Внезапно из кустов вываливается Статуя Командора.

Она вся перебинтована, повязка даже на глазах.

 

  Статуя (щупая воздух руками, как это делают слепцы).

                             Я не ошибся? Это звук дуэли?

                             Так, значит, здесь дерется Дон Жуан!

                             О, нечестивец! Ты за все ответишь!

                             Я плохо вижу, я почти ослеп,

                             зато я все прекрасно обоняю...

 

Нюхает воздух и, вынюхав Доббермана и Боббермана, хватает их за шиворот.

 

                             А! Вот ты где, развратный негодяй!

                             Да ты, к тому ж, еще и раздвоился!
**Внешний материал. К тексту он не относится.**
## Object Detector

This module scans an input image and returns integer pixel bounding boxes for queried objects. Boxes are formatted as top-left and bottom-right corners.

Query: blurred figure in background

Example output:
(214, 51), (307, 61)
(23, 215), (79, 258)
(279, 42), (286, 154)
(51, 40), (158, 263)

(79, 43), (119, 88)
                             Ну, ты вдвойне ответишь у меня!

 

  Добберман и Бобберман в страхе вырываются и убегают. Статуя бежит за ними. Все они скрываются. Дон Жуан и Казанова продолжают сражаться.

 

  Дон Жуан. Я не хочу вашей смерти! Я хочу, чтоб вы убрались прочь!

  Казанова. Это невозможно.

  Дон Жуан. Почему? Неужто прихоть вам дороже жизни?

  Казанова. Прихоть – это и есть жизнь.

  Дон Жуан. Вы не понимаете! Я не могу позволить развенчать мой Миф!

  Казанова. А я не привык играть в поддавки с Реальностью!

 

  Казанова делает резкий выпад и ранит Дон Жуана в левую руку. Дон Жуан, машинально защищаясь, протыкает Казанову шпагой, тот падает.

 

  Казанова (хватается рукой за грудь и поднимает ее вверх всю в крови). Кровь... Это кровь...

  Дон Жуан. Вы ранены?!.

  Казанова (пытаясь привстать). Нет, я убит.

  Дон Жуан. Мне жаль... Я не хотел... Это получилось само собой...

  Казанова. Снова не ваши слова... Но вам надо бежать, не то вас арестуют. Эти случайные свидетели наверняка уже побежали за стражей. А миф под арестом – это уже не миф, а черт знает что... (Падает замертво).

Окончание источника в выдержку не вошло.